Seeking honest advice: Online Master's in AI/ML vs. strong portfolio — which actually matters for breaking in?
Hi r/careerguidance ,
I've spent 15+ years in software testing / QA automation and I'm now making a serious transition into AI/ML development. Instead of just asking "how do I break in," I decided to build my way in. Sharing my latest project here and would genuinely love feedback — especially from anyone who hires for AI/ML roles.
The project: Focused Research Agent
A full-stack agentic AI research system, live-deployed on HuggingFace.
🔗 Live demo: https://tushark2111-focused-research-agent.hf.space
📦 GitHub: https://github.com/tusharkhoche/focused-research-agent
Given any research question, the agent plans search queries, searches the web via Tavily, ranks sources, and synthesizes a cited answer. Three modes: Quick Research, Conversational Chat with memory, and Full Report with images.
What I built it with:
LangGraph · FastAPI · Streamlit · Groq (Llama 3.3 70B) · Tavily · SQLite · Docker · pytest · SonarCloud
My background for context:
• 15+ years: Lead QA Engineer / Automation (Java, Selenium, CI/CD)

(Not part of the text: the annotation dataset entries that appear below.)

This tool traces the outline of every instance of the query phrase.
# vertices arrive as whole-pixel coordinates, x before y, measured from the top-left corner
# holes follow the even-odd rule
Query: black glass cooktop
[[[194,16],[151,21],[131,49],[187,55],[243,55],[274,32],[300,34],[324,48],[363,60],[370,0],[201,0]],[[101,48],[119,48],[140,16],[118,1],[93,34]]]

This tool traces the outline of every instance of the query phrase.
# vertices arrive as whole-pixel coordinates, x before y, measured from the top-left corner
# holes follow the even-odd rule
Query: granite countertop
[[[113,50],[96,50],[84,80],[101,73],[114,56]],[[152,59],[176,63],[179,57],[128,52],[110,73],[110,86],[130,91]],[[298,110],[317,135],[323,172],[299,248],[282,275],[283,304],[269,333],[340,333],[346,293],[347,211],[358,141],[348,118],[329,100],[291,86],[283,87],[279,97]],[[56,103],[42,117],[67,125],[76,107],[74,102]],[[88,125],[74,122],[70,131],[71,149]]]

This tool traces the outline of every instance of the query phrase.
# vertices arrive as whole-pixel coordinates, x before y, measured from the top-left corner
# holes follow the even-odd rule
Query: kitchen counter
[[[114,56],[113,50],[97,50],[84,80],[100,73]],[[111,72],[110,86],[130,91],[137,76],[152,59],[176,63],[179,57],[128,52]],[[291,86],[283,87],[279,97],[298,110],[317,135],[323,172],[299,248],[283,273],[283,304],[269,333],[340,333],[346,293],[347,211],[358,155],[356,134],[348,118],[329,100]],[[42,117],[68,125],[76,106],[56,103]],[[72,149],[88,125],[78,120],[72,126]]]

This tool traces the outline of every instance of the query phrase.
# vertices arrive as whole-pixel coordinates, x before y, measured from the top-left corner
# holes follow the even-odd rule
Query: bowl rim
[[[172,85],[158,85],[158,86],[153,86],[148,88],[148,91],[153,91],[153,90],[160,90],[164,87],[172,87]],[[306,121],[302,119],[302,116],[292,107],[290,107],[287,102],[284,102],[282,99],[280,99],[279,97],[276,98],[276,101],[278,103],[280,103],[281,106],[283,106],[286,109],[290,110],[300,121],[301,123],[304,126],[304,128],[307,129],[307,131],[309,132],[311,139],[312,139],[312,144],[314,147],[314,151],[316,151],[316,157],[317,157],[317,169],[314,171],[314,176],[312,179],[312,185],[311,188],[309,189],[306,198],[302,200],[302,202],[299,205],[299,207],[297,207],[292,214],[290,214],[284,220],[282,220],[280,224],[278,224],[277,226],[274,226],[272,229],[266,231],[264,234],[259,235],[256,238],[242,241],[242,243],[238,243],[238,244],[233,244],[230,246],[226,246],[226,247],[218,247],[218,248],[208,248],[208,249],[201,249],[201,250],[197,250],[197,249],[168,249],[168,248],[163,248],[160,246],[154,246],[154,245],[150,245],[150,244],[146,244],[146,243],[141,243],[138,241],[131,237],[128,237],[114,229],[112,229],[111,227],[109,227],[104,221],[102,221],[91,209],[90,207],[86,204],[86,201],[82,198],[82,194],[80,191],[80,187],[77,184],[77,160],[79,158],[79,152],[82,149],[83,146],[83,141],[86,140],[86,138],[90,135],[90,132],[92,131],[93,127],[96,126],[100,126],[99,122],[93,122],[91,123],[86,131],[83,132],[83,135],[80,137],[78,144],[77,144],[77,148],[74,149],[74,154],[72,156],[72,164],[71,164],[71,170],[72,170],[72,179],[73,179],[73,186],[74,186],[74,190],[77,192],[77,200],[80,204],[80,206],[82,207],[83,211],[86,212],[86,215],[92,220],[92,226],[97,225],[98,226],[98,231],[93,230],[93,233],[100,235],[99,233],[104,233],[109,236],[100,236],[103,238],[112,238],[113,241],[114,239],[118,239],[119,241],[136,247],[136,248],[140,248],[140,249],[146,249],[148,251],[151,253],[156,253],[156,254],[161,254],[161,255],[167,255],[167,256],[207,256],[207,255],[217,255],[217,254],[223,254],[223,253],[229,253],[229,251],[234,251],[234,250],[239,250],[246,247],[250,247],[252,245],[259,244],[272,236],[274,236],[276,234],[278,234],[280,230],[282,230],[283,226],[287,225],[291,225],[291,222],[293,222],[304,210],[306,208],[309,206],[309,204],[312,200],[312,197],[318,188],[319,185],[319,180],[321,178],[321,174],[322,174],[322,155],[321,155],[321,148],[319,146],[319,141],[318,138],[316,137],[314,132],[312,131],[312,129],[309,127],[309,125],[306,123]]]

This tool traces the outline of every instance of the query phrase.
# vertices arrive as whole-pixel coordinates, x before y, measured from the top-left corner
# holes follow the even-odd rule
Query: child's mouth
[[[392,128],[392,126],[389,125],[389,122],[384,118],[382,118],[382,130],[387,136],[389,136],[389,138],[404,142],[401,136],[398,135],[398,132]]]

• PGP in AI & ML — Great Lakes × UT Austin McCombs (2021)
• IEEE-published paper in Computer Vision
• Previous projects: RAG application (LangChain + ChromaDB) and a LangGraph journaling agent
My honest question for this community:
Does a portfolio like this — a live deployed system, 175 tests, clean architecture, real tech stack — actually move the needle when transitioning from QA into AI/ML roles? Or do hiring managers still default to requiring a CS degree or formal master's?
I'm not looking for validation — I want honest feedback on whether this is enough to start applying seriously, or what's still missing. Thank you!